I- E jurisprudencia - vd., por todos, os Acordãos deste SUPREMO de 24-04-70, ACORDÃOS DOUTRINAIS DO SUPREMO TRIBUNAL ADMINISTRATIVO, ns. 104/105, pags. 1124 e de 27-09-88, RECURSO n. 25251 - e doutrina - vd. ROBIN
DE ANDRADE, A Revogação dos Actos Administrativos, 2 edição, Coimbra, 1985, pags. 22 e segs. e FREITAS
DO AMARAL, Direito Administrativo, III, Lisboa, 1985, pags. 152 e seg. - correntes, ainda que com o acento tonico em um ou outro ponto, que um acto administrativo e confirmativo de outro, uma mera repetição de um que o precedeu, um nihil novua em relação a um anterior quando um orgão da ADMINISTRAÇÃO, em face de certo pedido formulado por um administrado, com base numa certa causa de pedir, decide, sem qualquer alteração ou modificação no mesmo sentido em que ele, um seu delegado ou um seu subordinado, ja decidira pedido igual, formulado com base na mesma causa petendi, pelo mesmo administrado ou por pessoa a quem ele sucedera na titularidade do direito que invoca e pretende fazer valer.
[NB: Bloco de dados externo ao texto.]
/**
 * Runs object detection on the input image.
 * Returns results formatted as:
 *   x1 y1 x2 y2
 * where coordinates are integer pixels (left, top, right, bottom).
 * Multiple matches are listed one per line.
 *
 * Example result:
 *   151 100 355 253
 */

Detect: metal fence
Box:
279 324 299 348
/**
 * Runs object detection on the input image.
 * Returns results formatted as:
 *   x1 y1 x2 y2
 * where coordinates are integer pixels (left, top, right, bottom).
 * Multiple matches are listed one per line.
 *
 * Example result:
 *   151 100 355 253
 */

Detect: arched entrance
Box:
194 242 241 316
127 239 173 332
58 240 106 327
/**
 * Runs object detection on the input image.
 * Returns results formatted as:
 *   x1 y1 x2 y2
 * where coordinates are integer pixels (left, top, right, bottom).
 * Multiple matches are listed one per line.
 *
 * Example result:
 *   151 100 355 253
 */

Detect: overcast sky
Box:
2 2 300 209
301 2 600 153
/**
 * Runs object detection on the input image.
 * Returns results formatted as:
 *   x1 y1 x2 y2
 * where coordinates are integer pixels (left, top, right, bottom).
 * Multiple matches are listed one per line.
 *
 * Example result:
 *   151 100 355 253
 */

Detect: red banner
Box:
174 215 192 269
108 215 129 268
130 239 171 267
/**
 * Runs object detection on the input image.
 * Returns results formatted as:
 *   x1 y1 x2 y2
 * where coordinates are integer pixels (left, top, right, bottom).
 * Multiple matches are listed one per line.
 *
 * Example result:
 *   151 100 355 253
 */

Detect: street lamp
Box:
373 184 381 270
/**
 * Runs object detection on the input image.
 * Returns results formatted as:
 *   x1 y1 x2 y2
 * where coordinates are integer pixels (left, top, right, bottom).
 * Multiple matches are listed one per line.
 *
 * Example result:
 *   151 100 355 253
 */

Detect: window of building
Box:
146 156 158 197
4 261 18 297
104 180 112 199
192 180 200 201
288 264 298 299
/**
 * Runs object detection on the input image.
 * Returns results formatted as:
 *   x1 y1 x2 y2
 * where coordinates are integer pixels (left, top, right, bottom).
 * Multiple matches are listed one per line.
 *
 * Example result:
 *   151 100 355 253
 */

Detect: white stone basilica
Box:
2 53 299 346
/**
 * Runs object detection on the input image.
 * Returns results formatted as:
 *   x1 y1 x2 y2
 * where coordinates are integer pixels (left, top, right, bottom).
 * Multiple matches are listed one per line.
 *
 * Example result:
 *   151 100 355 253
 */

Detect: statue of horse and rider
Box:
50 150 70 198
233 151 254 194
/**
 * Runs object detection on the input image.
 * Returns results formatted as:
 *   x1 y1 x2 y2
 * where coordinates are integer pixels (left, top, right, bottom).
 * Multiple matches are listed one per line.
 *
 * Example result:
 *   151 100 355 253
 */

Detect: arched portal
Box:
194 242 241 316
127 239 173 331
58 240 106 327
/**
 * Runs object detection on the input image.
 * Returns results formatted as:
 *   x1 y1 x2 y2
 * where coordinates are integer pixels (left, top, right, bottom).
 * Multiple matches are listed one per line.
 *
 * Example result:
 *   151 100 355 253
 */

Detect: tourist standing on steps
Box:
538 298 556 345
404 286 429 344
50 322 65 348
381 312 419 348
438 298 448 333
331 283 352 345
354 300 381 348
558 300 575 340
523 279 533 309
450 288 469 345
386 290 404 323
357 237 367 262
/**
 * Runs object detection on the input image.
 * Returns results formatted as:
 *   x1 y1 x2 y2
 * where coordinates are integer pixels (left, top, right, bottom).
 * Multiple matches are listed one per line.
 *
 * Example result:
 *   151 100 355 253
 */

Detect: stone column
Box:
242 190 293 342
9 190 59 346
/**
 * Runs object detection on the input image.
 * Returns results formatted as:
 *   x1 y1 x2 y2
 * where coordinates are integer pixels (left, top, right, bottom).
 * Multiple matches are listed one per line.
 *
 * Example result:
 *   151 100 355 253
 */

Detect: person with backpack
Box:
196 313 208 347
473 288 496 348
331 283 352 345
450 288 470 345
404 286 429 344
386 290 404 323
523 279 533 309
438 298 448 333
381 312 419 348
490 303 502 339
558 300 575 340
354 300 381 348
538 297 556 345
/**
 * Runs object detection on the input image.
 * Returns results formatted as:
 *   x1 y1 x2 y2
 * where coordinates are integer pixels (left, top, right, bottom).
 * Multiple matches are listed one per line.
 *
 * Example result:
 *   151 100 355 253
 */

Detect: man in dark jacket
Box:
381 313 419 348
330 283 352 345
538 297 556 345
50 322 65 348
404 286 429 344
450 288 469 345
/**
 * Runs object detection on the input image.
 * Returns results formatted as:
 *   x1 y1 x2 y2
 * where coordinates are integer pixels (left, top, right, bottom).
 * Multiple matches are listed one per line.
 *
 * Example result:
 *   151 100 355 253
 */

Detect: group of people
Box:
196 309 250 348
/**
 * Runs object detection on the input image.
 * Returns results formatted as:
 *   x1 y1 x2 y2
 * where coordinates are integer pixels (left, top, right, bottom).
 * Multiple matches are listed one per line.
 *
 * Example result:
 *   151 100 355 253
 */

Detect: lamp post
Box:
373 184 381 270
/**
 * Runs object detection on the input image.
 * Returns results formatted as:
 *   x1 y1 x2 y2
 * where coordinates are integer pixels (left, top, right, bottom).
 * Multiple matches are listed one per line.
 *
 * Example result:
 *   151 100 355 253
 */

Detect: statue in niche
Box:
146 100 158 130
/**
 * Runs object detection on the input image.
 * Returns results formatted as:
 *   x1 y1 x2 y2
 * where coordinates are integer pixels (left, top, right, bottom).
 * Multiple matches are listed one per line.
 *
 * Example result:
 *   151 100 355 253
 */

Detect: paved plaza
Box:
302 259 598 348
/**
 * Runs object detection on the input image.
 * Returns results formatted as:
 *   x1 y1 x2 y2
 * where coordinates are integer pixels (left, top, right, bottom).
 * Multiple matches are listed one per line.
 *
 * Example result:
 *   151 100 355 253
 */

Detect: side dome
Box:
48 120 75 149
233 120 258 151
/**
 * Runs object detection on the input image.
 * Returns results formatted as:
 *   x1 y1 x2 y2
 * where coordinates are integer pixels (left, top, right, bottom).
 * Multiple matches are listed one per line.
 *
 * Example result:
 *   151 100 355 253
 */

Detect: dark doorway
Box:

O que se exige para se tipificar um acto administrativo confirmativo e, assim: a) - pelo lado dos sujeitos, que o segundo acto administrativo seja praticado ou pelo mesmo orgão da ADMINISTRAÇÃO, agindo no uso de poderes proprios ou delegados, que praticou o primeiro acto, ou por um superior hierarquico do que o praticou e que, ainda, o segundo acto tenha sido provocado por um pedido formulado pelo mesmo administrado que despoletou o primeiro ou por quem lhe tenha sucedido no direito que esta em causa; b) - pelo lado do pedido, que o efeito que se visa obter seja sempre o mesmo; c) - pelo lado da causa de pedir, que os factos e os fundamentos legais em que se fundamenta o pedido se mantenham inalterados; d) - pelo lado da decisão, que esta se limite a manter a anterior, sem alterar o seu conteudo ou inovar na ORDEM JURIDICA.
II- Ao pessoal civil das Forças Armadas aplica-se o DL n. 271/81, regulamentado pela Port. n. 926/81, de 10-11 e não o DL n. 191-C/79, de 25-06.